The final lane edges can then be assigned lane type, which may be determined relative the vehicle’s position. Some possible lane types include the left boundary of vehicle (e.g., the ego-lane), the right boundary of vehicle lane and the left outer boundary to right-adjacent lanes to vehicle lane.
Curve fitting can be used in some cases to create final shapes that best reflect the natural curves of road and lane boundaries. You can use polyline fitting, polynomial fit, clothoid fit, or any other type of curve-fitting algorithm. Some examples show how lane curves can be determined by sampling segmentation points within the area of interest in the segmentation mask.
Ultimately, data representing lane markings and lane boundaries may be collected and sent to a perception, world model management layer and a planning layer. This will aid the autonomous vehicle in safely and effectively navigating the driving surface.
Now, refer to FIG. 1A, FIG. 1A, FIG. FIG. FIG. 1A is lane and road boundary detection. However, this is only an example and is not meant to limit the possibilities.

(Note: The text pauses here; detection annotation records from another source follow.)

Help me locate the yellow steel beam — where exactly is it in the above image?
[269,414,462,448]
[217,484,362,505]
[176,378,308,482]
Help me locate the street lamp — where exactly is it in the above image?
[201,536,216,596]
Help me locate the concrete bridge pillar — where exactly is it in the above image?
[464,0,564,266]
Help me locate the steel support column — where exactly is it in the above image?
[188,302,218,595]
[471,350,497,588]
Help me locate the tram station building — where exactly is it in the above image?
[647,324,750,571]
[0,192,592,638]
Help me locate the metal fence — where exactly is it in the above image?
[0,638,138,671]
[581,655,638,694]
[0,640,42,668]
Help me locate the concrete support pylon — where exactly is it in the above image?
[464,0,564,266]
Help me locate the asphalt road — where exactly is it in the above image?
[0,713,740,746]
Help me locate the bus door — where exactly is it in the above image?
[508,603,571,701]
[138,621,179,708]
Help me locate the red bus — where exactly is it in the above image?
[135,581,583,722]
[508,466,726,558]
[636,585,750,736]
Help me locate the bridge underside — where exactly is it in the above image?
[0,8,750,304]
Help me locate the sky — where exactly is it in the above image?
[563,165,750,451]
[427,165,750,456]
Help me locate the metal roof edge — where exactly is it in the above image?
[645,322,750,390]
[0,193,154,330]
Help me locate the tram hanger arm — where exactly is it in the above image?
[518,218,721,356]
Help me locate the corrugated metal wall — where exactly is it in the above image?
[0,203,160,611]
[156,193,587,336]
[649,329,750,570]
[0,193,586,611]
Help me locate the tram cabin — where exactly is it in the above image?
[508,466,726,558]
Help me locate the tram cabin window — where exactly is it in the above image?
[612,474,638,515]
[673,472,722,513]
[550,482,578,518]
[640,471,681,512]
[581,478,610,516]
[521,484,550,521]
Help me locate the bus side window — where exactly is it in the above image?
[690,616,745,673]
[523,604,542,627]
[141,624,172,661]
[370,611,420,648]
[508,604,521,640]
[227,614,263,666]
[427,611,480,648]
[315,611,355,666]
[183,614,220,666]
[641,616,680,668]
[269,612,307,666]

The 100-degree process for lane and road border detection may also include the generation and/or reception of sensor data 102 from one, or more, sensors of the autonomous car 800. Sensor data 102 could include data from any sensor of the vehicle 800 and/or other objects, such robotic devices, VR system, AR systems, etc. Referring to FIGS. FIGS. 8A-8C show that the sensor data 102 could include data generated by, for instance, the Global Navigation Satellite Systems (GNSS), sensor(s), 858, RADAR sensor (s), 860, Ultrasonic Sensor(s), 862, LIDAR sensors(s), 864, IMU sensor(s), 866 (e.g. accelerometer(s), GPS sensor(s), gyroscope (s), magnetic compass (es), magnetometer (s), and others), ), microphone(s), 896, stereo camera (s), 868 (e.g. fisheye cameras), stereo camera (s), 870 (e.g. 360 degree cameras), surround camera (s), 874 (e.g. speed sensor(s), 844), vibration sensor(s), 842, steering sensor (s), 840), brake sensor(s), (e.g. as part of brake sensor system 846), or other types of sensor.